Jez regretted her tone immediately. Crake wasn't looking good these days. His face was as worn as his coat. There were lines there, too deep for a man of thirty. Dark bags under his eyes.
'Are you alright?' he asked, wringing his hands. 'I'm so sorry. The game just got away from us.'
Jez softened. 'No harm done.'
'She didn't hurt you, did she?'
Jez waved it away. 'You know me. I'm like a cockroach.'
'Honestly, Jez, that's a little harsh. You just need a dab of make-up.' Crake cracked a smile, and that made her glad. She hadn't seen too many from him lately.
She went up into the hold. Bess was sitting on the floor, her legs sticking out in front of her, patting the ball this way and that. An eerie cooing noise was coming from within her. They watched her together for a moment.
'She seems happy,' Jez offered. Crake didn't reply. She looked at him. 'How are you holding up?'
Crake frowned at her. As if he couldn't understand what might prompt her to ask such a question. As if he couldn't imagine what she might mean.
'Fine,' he said, coldly. 'Just fine.'
Jez nodded and headed up the stairs from the hold to the walkway above. There she paused and looked over the railing. Crake was standing next to Bess, one arm laid over her arm, his forehead leaning against her face-grille. His mouth was moving. Though he was far out of human earshot, Jez could hear him anyway.

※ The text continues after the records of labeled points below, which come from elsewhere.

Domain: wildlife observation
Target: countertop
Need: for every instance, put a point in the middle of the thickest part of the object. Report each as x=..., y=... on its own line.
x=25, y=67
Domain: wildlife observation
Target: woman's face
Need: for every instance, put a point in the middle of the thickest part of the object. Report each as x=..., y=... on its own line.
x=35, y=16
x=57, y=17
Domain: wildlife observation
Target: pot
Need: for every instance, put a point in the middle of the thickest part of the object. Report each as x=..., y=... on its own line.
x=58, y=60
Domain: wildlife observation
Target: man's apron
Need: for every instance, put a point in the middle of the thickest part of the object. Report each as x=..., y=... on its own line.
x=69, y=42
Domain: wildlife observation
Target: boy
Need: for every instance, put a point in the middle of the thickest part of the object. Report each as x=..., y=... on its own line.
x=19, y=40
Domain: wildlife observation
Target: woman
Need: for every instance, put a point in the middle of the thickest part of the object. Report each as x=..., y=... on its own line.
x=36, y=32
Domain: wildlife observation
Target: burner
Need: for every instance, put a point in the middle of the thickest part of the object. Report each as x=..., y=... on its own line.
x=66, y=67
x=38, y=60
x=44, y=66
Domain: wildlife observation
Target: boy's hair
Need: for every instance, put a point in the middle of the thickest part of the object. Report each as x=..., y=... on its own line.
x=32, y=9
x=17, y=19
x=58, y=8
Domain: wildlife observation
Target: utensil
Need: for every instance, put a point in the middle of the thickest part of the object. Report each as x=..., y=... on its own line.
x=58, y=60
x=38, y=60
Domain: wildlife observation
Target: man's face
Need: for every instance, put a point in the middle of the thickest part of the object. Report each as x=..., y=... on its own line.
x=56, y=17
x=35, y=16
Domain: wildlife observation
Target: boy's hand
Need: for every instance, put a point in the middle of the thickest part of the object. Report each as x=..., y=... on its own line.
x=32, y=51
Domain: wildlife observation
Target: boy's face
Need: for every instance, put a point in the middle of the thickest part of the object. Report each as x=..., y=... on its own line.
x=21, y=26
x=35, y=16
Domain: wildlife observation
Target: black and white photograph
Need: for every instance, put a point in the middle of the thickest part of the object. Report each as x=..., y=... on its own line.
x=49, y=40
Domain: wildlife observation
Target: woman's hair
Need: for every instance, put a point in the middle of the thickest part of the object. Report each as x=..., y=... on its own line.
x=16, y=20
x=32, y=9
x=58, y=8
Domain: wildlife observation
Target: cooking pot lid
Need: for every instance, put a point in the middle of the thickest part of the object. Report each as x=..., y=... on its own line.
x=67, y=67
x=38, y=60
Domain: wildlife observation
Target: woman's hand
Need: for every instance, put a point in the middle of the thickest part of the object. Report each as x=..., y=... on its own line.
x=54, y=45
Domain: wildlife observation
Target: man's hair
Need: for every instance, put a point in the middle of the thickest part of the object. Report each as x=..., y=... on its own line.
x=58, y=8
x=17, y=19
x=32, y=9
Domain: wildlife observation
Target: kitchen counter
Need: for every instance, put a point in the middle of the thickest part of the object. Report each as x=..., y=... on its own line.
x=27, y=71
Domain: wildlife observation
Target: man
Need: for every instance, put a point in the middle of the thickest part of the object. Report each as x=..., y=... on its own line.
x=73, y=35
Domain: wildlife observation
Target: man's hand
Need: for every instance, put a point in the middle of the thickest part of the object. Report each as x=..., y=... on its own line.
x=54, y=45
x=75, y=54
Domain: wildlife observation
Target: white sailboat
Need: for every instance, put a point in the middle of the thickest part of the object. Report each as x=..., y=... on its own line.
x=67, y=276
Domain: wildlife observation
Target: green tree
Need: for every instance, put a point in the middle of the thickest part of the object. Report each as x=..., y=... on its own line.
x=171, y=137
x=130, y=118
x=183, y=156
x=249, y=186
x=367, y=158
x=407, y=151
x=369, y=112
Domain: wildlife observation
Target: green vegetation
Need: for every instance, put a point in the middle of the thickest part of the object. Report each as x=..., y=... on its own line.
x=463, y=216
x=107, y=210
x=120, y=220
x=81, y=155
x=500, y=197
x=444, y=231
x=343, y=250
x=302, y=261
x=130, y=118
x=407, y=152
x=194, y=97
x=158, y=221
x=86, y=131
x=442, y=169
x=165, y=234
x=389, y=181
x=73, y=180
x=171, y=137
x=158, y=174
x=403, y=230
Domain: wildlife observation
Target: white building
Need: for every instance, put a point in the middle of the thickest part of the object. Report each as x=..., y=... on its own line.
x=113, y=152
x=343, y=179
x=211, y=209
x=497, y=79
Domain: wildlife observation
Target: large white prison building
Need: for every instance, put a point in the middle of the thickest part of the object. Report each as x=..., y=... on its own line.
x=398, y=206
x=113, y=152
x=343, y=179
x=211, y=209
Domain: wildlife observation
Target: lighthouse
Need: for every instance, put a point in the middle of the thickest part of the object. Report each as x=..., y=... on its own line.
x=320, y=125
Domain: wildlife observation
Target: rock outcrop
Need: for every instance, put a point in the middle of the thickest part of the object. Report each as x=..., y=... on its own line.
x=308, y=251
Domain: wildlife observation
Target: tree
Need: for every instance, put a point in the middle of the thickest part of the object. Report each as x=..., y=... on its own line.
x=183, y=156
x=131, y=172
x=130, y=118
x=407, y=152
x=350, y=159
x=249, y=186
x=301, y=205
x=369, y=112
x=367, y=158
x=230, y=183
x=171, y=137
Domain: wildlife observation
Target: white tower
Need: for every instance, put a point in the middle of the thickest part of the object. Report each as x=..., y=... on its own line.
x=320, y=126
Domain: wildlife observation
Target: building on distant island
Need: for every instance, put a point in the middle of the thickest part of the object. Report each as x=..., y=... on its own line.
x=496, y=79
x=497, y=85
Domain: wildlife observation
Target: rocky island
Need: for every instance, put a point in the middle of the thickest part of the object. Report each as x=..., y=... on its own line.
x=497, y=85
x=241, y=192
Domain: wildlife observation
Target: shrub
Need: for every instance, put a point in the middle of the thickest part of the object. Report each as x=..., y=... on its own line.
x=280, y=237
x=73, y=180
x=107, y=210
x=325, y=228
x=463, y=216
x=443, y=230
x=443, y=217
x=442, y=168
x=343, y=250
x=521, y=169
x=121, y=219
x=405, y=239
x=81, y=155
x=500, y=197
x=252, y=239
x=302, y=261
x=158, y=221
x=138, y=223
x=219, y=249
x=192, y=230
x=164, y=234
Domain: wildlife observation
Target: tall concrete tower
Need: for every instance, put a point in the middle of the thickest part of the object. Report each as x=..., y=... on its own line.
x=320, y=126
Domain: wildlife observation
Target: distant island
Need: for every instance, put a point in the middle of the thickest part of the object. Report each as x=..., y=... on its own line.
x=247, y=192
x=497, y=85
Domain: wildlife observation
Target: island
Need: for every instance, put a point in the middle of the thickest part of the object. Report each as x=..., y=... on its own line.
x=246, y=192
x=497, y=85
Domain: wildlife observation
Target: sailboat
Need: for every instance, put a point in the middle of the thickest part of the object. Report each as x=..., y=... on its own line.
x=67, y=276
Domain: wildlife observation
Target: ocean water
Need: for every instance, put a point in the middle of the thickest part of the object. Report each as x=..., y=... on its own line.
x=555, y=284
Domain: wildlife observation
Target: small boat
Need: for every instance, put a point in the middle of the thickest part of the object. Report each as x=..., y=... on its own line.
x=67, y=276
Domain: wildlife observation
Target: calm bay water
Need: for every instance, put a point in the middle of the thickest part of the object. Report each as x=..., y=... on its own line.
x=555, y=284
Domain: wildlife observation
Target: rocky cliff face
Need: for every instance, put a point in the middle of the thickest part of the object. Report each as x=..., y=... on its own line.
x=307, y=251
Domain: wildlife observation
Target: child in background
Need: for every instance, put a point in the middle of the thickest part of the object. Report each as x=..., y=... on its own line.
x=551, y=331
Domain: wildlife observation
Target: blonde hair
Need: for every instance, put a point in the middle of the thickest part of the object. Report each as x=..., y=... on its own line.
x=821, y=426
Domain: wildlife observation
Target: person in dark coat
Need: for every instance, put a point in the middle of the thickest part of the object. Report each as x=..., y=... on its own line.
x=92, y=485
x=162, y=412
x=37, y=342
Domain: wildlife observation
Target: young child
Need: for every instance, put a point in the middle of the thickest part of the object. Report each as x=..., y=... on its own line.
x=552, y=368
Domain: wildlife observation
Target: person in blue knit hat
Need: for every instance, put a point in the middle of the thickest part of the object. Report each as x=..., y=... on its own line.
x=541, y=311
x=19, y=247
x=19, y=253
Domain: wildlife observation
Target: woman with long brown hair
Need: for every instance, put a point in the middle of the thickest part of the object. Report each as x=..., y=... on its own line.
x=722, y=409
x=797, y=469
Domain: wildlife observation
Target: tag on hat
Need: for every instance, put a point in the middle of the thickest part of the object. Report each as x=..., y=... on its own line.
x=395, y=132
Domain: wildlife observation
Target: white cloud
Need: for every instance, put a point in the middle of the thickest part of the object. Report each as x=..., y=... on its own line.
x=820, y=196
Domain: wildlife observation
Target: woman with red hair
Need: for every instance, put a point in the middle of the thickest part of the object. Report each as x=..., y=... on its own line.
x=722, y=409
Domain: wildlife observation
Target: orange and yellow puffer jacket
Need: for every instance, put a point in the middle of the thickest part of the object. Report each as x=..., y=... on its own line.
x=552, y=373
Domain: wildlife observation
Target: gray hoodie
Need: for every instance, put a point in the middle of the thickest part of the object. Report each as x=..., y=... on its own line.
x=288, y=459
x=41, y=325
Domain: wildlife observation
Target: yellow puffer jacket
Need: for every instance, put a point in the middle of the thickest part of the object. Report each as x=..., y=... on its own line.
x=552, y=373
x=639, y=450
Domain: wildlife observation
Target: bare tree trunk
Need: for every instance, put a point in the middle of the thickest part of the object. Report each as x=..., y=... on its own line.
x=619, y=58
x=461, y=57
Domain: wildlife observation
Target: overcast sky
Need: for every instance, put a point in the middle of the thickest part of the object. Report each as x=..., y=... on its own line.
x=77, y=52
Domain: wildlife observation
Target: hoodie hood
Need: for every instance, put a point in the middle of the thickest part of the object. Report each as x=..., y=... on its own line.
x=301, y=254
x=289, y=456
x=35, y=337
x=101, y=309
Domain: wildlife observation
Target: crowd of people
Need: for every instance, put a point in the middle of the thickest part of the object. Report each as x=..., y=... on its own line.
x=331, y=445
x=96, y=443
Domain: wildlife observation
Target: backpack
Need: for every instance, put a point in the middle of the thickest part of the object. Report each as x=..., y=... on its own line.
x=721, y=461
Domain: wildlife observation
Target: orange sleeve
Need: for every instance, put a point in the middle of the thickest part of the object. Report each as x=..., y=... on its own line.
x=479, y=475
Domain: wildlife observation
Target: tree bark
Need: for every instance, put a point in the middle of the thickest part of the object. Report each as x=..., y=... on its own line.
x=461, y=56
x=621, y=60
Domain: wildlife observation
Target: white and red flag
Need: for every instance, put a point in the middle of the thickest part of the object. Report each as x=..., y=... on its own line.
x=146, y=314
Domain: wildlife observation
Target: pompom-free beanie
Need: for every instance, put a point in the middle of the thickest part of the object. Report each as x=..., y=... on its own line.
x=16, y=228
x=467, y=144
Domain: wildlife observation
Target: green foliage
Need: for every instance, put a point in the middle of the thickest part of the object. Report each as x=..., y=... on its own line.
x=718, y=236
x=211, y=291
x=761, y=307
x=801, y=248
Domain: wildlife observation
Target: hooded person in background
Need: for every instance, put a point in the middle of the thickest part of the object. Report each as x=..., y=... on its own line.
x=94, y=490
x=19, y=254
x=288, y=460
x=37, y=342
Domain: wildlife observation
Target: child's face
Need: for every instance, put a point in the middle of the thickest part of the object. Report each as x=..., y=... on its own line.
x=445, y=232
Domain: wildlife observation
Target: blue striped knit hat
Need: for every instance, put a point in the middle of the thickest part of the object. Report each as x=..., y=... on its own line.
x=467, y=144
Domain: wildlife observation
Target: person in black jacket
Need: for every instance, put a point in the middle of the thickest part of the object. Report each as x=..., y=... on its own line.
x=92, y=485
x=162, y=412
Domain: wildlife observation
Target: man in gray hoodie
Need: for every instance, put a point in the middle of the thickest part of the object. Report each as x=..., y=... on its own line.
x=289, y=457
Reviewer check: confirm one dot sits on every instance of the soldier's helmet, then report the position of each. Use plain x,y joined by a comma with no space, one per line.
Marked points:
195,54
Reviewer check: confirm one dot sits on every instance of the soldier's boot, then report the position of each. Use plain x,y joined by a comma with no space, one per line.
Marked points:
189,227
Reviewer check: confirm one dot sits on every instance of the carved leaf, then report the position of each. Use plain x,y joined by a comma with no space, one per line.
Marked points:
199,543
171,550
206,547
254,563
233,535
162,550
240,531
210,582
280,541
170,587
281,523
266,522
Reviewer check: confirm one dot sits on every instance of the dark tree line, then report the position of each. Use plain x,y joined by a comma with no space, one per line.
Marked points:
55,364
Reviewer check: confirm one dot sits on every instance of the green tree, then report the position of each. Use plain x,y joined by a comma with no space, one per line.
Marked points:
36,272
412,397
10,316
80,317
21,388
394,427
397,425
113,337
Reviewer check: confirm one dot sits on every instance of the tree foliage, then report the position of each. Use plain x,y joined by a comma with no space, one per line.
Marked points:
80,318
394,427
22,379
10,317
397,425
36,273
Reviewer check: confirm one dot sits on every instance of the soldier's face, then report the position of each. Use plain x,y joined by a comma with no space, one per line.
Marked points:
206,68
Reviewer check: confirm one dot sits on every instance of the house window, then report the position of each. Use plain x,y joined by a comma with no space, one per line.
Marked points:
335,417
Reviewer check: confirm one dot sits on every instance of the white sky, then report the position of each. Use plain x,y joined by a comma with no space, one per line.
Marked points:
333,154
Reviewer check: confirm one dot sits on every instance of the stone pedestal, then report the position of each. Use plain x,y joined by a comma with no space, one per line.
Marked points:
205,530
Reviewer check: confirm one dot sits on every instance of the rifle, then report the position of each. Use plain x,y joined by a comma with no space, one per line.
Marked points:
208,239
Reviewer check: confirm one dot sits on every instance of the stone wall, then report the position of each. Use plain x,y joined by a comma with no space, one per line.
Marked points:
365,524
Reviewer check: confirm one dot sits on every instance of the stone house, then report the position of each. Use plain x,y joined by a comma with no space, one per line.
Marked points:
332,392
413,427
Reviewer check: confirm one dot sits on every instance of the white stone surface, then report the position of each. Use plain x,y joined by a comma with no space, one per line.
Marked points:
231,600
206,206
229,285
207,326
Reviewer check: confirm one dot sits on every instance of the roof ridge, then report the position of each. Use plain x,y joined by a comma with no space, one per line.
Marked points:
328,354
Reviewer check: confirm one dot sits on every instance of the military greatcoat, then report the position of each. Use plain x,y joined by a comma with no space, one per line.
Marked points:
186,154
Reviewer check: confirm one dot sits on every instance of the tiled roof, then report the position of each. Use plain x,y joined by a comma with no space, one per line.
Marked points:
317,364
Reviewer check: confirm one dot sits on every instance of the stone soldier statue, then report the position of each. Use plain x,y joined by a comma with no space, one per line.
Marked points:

'Good girl,' he whispered, sadly. 'Good girl.'
Jez felt a tightening in her throat, and hurried away.
She'd almost reached the main passageway when a blood-chilling scream made her jump. She ran the last few steps and burst into the room to find Harkins lying on the floor outside the quarters he shared with Pinn, gasping, coughing and clawing at the air.
'What? Harkins, what?' she cried in alarm.
'The ca . . . it wa . . .' he panted, unable to draw breath. A moment later Slag padded out of his quarters. Harkins shrieked and backed up against the wall of the corridor. Slag stared at him with an expression of loathing, then caught sight of Jez and bolted towards the engine room.
'Oh,' said Jez, understanding now. 'Cat slept on your face again?'
'That bloody rotting moggy!' Harkins exploded, scratching at his unshaven cheeks to scrape off the moulted fur. His leather pilot's cap was askew, revealing a head of mousy hair that had thinned almost to transparency. 'It just . . . it's . . . even if I shut the door, Pinn comes in when I'm asleep and leaves it open! And even if he doesn't, the cat gets in through the vent! I have nightmares! Suffocation! You know what that's like? Do you?'
'No,' said Jez honestly, since she didn't need to breathe any more. 'Harkins, it's just a cat.'
Harkins' eyes bulged from his hangdog face. 'It's evil!' he said. 'It's . . . it's ... it waits , can't you see it? It waits till I'm asleep. It hates me! It hates me!'
'You and me both,' said Jez, with a rueful smile. 'I don't get on with animals.'
'It's scared of you. That's not the same. It's not even close to the same! It's about as far from the same as . . .' He trailed off, unable to think of a suitable comparison.
'Maybe you just need to stand up to him,' Jez suggested. 'You are about twenty times his size, after all.'
The gangly pilot picked himself up with a resentful glare. He looked twitchily around the corridor and then jammed his cap back down on his head. 'I'll never sleep now. Not for hours,' he huffed. Then he hurried off towards the hold and outside, where he'd be safe from the cat. Slag hadn't left the Ketty Jay since he was first brought aboard as a kitten, over fourteen years ago. The only thing that scared him, apart from Jez, was the sky.